Given the dire electoral circumstances the Lib Dems faced when these seats were last contested in 2013, the local elections next week are bound to produce significant Lib Dem gains.  In particular they will expect to pick up seats from Labour if that Party proves to be in a state of collapse.

What is harder to predict is what councils, if any, the Lib Dems will gain. This is partly due to the Conservative dominance in English county councils – and the Lib Dems will find battles against the Conservatives a bit more tough.

Cornwall will be one to watch. That is a Council which has already got Lib Dems in power, albeit in coalition with independents. For the Lib Dems to gain overall control – which they had with a big majority until 2009 – would be a yet test. But the Labour vote is already rather limited there. Furthermore, all the MPs in the county are Conservatives and Cornwall backed Leave in the EU referendum.  Indeed last time round UKIP got twice as many votes as Labour and the Conservatives will hope to win many of them over. My hunch is that it will stay under no overall control.

For Conservatives the struggle will be to keep Somerset and Devon from the Lib Dem clutches. These were both Conservative gains in 2009 which were then held in 2013.  As with Cornwall, I think a key to Conservative survival will be squeezing the UKIP vote – which was also well above the Labour vote in both counties last time. Devon has the longest standing Liberal tradition – but some suggest that Somerset might be more vulnerable to the yellow peril this time. In the EU referendum Devon voted to Leave while Somerset was a pretty even split.
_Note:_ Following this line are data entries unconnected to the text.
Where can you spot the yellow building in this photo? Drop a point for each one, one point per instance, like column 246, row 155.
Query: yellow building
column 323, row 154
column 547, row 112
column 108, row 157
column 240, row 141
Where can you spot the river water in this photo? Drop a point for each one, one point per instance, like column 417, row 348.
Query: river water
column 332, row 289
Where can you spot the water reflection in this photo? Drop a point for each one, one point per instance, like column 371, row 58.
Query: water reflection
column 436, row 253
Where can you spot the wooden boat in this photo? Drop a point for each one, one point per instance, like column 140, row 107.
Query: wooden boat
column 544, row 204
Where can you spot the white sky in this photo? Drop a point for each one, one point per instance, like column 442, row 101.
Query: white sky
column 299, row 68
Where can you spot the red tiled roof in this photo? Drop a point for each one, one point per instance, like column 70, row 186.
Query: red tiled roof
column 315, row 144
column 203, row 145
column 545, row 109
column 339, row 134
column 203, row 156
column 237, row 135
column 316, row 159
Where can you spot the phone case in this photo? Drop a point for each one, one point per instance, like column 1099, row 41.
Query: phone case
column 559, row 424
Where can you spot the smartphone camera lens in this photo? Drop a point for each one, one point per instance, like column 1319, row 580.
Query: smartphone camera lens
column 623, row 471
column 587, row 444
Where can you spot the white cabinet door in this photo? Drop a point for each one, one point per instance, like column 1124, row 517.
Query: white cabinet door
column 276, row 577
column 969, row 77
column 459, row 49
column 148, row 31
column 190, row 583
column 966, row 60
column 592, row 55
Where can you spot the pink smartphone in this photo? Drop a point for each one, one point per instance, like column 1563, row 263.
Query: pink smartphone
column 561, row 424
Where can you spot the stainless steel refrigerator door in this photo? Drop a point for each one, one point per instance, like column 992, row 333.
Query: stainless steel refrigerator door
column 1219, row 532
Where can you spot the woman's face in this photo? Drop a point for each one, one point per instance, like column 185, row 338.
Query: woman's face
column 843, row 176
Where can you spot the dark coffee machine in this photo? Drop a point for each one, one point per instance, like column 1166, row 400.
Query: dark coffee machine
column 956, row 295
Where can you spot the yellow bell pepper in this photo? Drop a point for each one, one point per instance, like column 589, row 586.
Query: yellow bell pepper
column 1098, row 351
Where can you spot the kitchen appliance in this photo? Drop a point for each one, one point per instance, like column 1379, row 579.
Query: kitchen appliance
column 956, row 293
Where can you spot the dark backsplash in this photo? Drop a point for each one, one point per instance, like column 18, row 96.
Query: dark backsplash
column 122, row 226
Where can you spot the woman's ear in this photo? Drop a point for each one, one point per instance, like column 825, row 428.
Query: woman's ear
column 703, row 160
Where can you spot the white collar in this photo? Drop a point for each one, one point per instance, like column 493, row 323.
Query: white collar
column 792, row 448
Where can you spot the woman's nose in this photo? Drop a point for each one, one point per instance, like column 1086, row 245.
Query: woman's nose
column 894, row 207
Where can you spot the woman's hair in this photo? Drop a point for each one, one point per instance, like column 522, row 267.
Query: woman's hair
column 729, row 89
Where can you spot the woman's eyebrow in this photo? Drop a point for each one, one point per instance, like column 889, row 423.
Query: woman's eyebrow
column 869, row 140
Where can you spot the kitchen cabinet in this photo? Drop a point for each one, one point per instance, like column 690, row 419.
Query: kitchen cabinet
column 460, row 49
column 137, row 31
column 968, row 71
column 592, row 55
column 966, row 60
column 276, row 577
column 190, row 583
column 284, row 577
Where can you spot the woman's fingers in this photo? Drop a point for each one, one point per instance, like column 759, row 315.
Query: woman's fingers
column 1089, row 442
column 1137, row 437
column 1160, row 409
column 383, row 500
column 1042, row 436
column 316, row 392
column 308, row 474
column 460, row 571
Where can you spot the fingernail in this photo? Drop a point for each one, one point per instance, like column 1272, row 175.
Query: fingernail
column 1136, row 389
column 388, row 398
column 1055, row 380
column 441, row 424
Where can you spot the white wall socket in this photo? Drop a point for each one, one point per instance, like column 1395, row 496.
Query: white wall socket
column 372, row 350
Then there is the election of a directly elected Mayor. This covers the local authority areas of Bath & North East Somerset ( a strongly Conservative area), Bristol City Council (much more Labour territory) and South Gloucestershire Council (which is Conservative). Under normal circumstances (for which we could take as a shorthand the 2015 General Election) this would be a Labour / Conservative battle. But the Lib Dems have a strong presence. I would hope and expect the Conservative candidate, Tim Bowles, to triumph – but I suspect the Lib Dems rather than Labour will be in second place.

Of course there will be the chance of Lib Dem gains elsewhere – in some ways rather easier in Remain voting counties. But in terms of council control, the south west is where it’s at.